Traceability is part of the reactive control system for risk management. A traceability system provides answers to the following questions: when? where? which type? how much was produced? by whom? who participated? and in what production phase of the product? Tracking is the retrieval of the actual status of a shipment, a package etc. Tracking is the ability to follow the path of a specified unit or batch of a product downstream through the supply chain as it moves between trading partners. Products are tracked routinely for availability, inventory management and logistical purposes. Traceability, as it is designed and used in food production practices, is a key element of transparency. The traceability associated with an information flow is a physical process and integrated into the quality system, records animal related information online such as production data, reproduction data (artificial insemination, pregnancy diagnosis, calving) and health status (vaccination, diseases testing, treatment) etc. So, careful planning is essential for ensuring traceability throughout the food chain, taking into consideration the need to create consensus among the food operators and to gain consumers trust.

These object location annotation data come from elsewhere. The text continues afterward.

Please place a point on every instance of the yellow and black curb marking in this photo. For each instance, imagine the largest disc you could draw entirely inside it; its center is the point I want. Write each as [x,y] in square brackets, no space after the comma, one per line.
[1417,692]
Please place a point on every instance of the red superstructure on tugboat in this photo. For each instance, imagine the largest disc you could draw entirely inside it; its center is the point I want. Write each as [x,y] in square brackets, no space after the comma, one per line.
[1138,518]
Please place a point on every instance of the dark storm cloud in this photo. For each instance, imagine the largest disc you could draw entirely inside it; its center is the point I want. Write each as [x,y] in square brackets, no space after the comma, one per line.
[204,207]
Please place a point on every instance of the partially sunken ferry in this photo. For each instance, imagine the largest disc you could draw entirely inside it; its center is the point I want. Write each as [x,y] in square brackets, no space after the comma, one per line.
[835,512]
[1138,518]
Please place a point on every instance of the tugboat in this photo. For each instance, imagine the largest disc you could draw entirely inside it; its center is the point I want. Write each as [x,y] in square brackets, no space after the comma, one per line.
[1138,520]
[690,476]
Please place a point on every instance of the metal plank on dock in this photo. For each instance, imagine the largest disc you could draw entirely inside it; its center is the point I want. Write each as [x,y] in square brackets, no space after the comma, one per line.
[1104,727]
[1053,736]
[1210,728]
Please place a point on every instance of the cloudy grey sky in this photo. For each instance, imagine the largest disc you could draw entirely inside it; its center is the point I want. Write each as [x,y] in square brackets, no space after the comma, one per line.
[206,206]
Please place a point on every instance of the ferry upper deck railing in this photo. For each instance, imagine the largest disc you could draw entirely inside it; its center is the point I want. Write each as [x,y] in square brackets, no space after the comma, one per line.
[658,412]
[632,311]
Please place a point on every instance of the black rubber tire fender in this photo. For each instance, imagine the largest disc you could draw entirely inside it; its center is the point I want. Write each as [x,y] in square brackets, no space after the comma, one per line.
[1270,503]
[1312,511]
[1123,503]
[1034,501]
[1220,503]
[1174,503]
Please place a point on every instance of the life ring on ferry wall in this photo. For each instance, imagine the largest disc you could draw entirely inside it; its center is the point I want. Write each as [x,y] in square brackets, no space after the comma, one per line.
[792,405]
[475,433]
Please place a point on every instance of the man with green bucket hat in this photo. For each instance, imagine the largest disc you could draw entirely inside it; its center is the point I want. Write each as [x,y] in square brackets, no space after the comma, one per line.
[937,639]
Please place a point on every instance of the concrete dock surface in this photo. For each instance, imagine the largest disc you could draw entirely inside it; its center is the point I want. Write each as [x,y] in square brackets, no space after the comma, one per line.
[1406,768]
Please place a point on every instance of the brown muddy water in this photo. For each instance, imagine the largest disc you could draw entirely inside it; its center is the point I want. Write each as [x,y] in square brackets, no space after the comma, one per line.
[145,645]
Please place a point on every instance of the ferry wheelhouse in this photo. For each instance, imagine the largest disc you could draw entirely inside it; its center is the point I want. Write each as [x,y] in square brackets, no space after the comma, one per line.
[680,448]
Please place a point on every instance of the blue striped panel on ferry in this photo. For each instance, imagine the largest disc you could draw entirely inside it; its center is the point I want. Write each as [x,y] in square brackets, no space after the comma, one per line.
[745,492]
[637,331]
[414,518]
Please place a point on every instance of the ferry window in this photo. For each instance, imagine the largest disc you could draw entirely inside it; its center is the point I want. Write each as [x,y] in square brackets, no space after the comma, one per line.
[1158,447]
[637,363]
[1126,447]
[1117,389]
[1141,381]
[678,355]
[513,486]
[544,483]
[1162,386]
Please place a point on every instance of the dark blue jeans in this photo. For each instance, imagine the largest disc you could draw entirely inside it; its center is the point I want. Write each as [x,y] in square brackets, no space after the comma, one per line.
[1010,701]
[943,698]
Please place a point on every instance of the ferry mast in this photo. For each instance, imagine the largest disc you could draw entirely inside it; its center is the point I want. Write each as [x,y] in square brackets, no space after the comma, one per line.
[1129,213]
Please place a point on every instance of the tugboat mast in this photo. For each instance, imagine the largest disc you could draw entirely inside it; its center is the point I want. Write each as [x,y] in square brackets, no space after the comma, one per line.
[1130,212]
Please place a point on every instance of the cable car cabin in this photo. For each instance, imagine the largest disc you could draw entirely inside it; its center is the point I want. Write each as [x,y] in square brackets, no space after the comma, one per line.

It promotes the livestock sector.
Our country must observe changes happening in livestock sector and must take immediate action to transform to face the challenges. Increased penetration of internet and mobile connectivity has opened up several opportunities to transform agricultural sector having highest number of livestock in the world. Country must also exploit its potential in the international market. There is an urgent need to integrate and bring all traceability initiatives of the country under one umbrella at national level to promote traceability in the country. Traceability framework is still developing.